Si parte dalla fortissime tensioni che si stanno registrando nel Medio Oriente: “Il contesto che osservo è sicuramente di grande turbolenza, anche se per ora concentrato a livello locale“. Se da un lato “è indiscutibile che la capacità di propagarsi a livello mondiale potrebbe creare qualche preoccupazione importante“, dall’altro “la mia spettativa è riduzione dei tassi di crescita, ma non recessione“, dichiara in maniera certa Messina. “Tale percorso sono sicuro che non verrà interrotto: il mondo continua ad avere una prospettiva di crescita, non di riduzione della prospettiva di crescita“.
Il banchiere romano poi, tenendo insieme due diversi temi economici-geopolitici per esprimere una propria opinione rispetto alla discussione che ha maggiormente preso piede dentro l’Unione europea: “Abbiamo la povertà, i giovani che devono trovare lavoro, problemi di stipendi e oggi tutti parlano della necessità di riarmarsi. Mi trovo poco a mio agio con queste considerazioni“, ha affermato Messina.

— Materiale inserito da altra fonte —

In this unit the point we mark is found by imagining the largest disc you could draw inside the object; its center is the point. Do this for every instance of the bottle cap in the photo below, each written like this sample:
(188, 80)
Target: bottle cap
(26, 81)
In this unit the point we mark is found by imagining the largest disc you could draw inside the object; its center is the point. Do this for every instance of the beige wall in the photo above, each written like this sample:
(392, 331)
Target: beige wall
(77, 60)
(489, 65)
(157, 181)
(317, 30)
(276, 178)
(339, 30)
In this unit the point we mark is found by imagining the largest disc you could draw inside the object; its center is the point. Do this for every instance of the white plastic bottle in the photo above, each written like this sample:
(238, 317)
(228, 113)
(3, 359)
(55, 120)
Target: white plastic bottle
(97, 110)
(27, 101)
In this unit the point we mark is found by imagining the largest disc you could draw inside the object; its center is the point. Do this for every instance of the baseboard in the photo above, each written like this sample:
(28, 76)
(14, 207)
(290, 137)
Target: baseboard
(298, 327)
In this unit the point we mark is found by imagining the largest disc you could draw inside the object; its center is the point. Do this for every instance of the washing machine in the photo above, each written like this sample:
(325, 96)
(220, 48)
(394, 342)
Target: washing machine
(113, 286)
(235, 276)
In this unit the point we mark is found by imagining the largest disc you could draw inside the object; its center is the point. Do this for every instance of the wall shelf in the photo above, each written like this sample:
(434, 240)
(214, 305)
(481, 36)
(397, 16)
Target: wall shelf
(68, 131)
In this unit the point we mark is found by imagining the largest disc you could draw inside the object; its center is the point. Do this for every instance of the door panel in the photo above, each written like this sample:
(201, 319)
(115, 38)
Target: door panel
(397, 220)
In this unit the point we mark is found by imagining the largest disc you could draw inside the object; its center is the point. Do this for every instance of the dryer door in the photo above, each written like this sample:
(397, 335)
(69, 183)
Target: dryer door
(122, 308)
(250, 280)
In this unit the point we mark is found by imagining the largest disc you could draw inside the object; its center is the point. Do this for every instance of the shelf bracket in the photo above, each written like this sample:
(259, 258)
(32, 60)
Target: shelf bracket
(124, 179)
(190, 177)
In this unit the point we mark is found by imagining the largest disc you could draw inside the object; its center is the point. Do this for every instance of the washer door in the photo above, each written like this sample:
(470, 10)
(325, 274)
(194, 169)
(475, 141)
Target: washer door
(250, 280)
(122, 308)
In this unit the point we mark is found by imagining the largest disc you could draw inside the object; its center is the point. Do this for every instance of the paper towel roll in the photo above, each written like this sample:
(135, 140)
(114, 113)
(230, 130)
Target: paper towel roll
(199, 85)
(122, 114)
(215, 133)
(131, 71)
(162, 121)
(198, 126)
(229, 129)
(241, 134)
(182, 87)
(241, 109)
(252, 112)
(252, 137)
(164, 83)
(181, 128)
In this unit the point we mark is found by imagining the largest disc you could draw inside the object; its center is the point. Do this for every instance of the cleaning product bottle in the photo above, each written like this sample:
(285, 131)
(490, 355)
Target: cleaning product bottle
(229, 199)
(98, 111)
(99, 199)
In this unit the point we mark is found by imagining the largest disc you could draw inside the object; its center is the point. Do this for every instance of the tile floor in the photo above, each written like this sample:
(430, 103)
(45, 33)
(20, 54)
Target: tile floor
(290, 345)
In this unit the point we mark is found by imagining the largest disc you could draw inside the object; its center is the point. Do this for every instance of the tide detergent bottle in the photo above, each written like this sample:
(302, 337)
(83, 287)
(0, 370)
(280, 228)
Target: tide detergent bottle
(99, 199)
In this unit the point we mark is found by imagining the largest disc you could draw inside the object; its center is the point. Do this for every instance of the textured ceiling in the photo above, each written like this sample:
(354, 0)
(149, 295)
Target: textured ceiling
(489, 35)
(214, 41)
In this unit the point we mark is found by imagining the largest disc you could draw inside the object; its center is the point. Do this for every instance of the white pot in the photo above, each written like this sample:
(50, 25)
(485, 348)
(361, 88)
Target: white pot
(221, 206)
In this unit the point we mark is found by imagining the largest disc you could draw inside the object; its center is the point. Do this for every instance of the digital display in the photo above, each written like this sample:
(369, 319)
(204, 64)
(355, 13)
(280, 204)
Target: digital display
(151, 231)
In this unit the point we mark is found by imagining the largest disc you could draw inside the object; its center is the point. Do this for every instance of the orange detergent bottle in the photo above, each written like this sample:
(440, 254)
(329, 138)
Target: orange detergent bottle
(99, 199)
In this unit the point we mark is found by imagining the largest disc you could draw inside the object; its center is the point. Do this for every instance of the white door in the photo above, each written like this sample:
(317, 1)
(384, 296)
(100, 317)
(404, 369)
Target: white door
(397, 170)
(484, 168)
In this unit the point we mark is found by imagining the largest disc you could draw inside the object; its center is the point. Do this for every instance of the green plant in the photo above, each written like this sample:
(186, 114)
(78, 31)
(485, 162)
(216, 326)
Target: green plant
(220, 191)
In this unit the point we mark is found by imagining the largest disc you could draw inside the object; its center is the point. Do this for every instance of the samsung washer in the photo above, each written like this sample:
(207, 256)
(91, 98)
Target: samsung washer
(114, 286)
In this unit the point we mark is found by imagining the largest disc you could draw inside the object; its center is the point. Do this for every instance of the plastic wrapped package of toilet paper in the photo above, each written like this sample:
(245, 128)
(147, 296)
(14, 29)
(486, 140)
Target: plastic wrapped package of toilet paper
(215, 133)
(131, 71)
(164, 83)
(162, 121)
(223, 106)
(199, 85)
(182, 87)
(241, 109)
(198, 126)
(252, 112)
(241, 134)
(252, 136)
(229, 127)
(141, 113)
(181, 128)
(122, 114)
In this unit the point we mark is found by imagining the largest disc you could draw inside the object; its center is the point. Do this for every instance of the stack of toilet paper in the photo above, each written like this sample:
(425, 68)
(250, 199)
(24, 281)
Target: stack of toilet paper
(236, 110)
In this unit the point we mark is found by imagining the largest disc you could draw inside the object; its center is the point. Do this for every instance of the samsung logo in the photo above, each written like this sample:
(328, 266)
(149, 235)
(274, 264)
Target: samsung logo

Quest’ultimo preferisce porre in atto un “approccio realista e sono convinto che esiste la necessità di un coordinamento nei meccanismi di difesa, la necessità di potenziamenti“, però da “questo a far diventare che tutto il dibattito è sulla trasformazione delle fabbriche in strumenti di preparazione delle armi, io non riesco a trovarmici a mio agio in un approccio che ragiona in questo modo“. L’ad di Intesa Sanpaolo ribadisce il concetto: “Se hai poveri in Italia e negli altri Paesi del mondo, questa dovrebbe essere la priorità, non parlare in continuazione di riarmo“. E a questo si lega sia al “problema dei giovani che vanno all’estero” sia a quello dei “neet, che è una questione inaccettabile“.

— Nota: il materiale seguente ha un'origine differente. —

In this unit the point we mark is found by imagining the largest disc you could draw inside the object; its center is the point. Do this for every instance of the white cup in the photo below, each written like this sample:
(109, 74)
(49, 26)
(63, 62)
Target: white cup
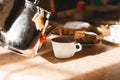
(65, 47)
(115, 33)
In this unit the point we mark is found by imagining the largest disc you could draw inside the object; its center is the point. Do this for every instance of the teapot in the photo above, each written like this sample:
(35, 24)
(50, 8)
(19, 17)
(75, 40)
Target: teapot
(23, 37)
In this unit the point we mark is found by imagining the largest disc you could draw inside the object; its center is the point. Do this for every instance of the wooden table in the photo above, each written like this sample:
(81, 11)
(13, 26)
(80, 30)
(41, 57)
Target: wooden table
(99, 62)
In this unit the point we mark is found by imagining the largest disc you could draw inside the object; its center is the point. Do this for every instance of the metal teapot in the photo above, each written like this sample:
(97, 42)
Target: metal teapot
(23, 37)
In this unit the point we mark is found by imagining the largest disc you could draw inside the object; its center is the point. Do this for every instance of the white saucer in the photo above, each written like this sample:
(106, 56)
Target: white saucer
(109, 39)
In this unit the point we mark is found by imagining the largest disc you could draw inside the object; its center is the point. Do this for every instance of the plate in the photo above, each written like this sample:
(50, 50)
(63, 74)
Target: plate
(87, 45)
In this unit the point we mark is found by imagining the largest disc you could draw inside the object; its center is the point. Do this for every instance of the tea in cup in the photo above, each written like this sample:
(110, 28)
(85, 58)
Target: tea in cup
(65, 47)
(115, 33)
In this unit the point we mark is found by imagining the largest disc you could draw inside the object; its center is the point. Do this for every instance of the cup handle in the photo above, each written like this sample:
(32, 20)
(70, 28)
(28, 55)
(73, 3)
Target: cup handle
(77, 47)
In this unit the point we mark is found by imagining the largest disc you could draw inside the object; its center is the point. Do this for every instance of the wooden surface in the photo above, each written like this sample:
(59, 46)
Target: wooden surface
(99, 62)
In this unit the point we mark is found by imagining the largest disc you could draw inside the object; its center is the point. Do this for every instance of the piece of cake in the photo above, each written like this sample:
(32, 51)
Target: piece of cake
(85, 37)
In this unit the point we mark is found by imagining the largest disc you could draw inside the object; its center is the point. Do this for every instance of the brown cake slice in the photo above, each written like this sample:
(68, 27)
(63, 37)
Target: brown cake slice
(86, 37)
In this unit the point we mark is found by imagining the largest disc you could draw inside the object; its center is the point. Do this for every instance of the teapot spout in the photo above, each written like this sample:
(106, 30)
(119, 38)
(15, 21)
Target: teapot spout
(51, 27)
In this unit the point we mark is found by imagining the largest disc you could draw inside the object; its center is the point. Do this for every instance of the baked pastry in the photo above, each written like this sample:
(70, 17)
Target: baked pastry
(69, 28)
(85, 37)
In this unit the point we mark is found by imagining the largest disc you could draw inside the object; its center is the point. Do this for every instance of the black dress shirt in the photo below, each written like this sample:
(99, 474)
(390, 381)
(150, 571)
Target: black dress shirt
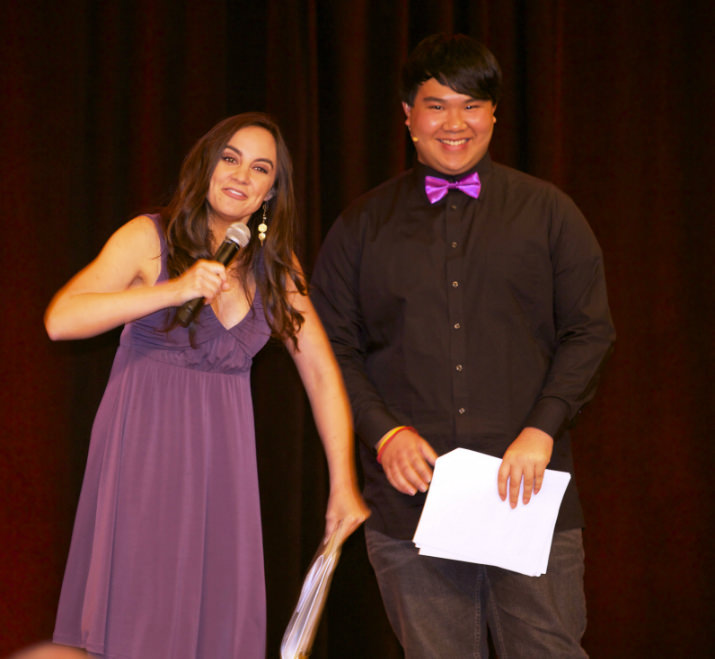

La questione dei poveri e degli stipendi, dunque dovrebbe essere al centro delle discussioni politiche, non il riarmo. I salari, del resto, sono “la base su cui noi possiamo consentire il benessere alle altre persone“. Ed è poi sotto questo aspetto che il CEO di Intesa Sanpaolo sferza gli imprenditori: “La forte correlazione dogmatica dello stipendio con la produttività, io francamente in aziende che fanno tanti utili la considero una scusa per non aumentare gli stipendi“. “Quando tu superi un determinato livello di utili – ha aggiunto Messina – credo che non sia neanche socialmente equo non dare aumenti di stipendi a chi lavora nelle aziende“.

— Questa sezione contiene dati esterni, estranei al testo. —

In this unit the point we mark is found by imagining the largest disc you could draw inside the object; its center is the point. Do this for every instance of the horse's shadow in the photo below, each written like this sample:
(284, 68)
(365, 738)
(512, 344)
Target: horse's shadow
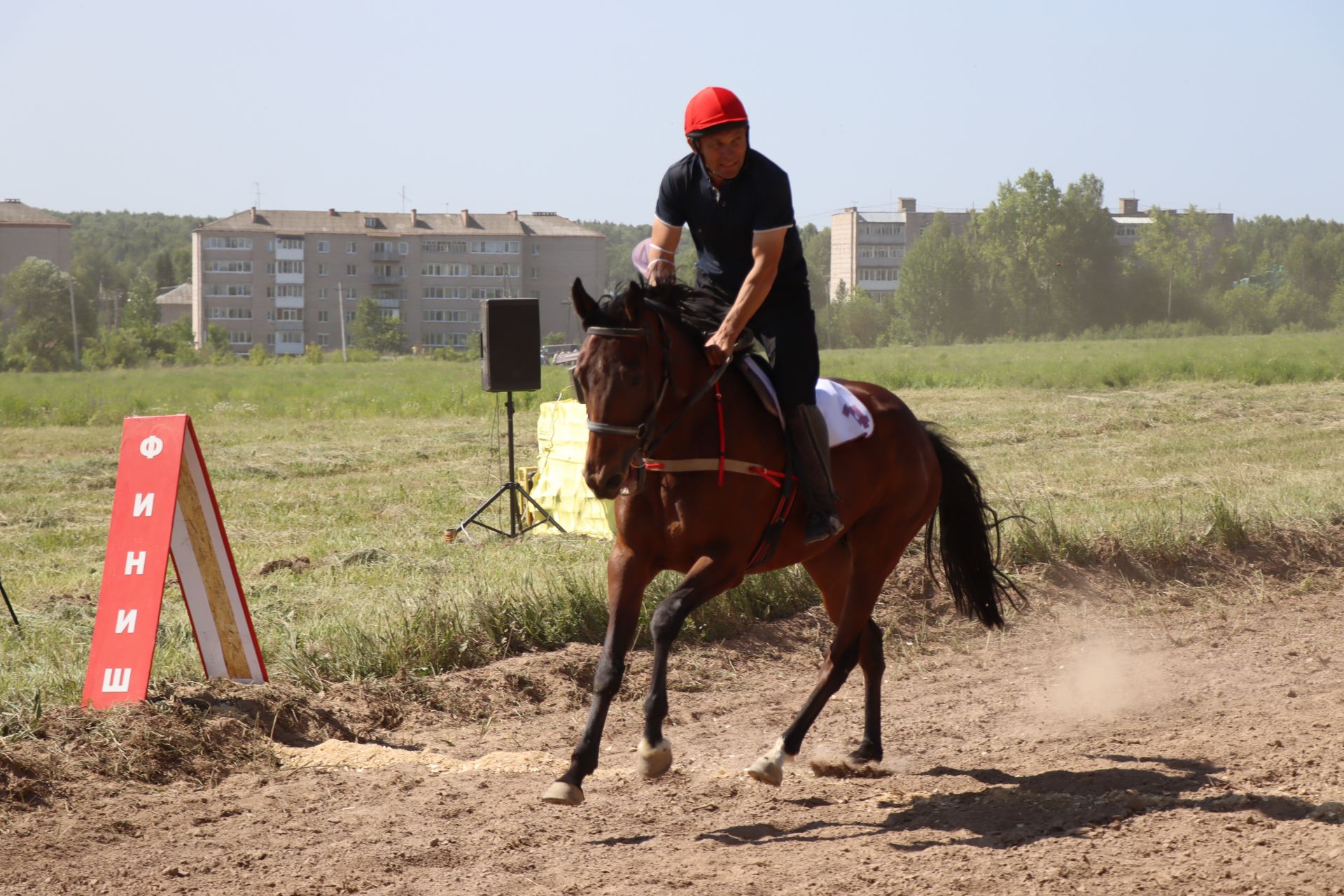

Il membro del Comitato Esecutivo dell’ABI completa il suo ragionamento dicendo che, grazie all’azione svolta dalle banche, si è potuto cambiare la vita di chi si può trovare ad avere inconvenienti di 500 euro: “Se tu guadagni 2.000 euro, questa cifra di ‘imprevisto’ ti porta ad avere meno difficoltà a poter o mangiare o pagare qualcosa che può servire alla famiglia.
E questo credo che sia un dovere assoluto”. Sui dazi, infine, Carlo Messina non ha dubbi: “Trump è un negoziatore e la mia impressione è che si ricomporrà un mondo normale nell’arco dei prossimi mesi“.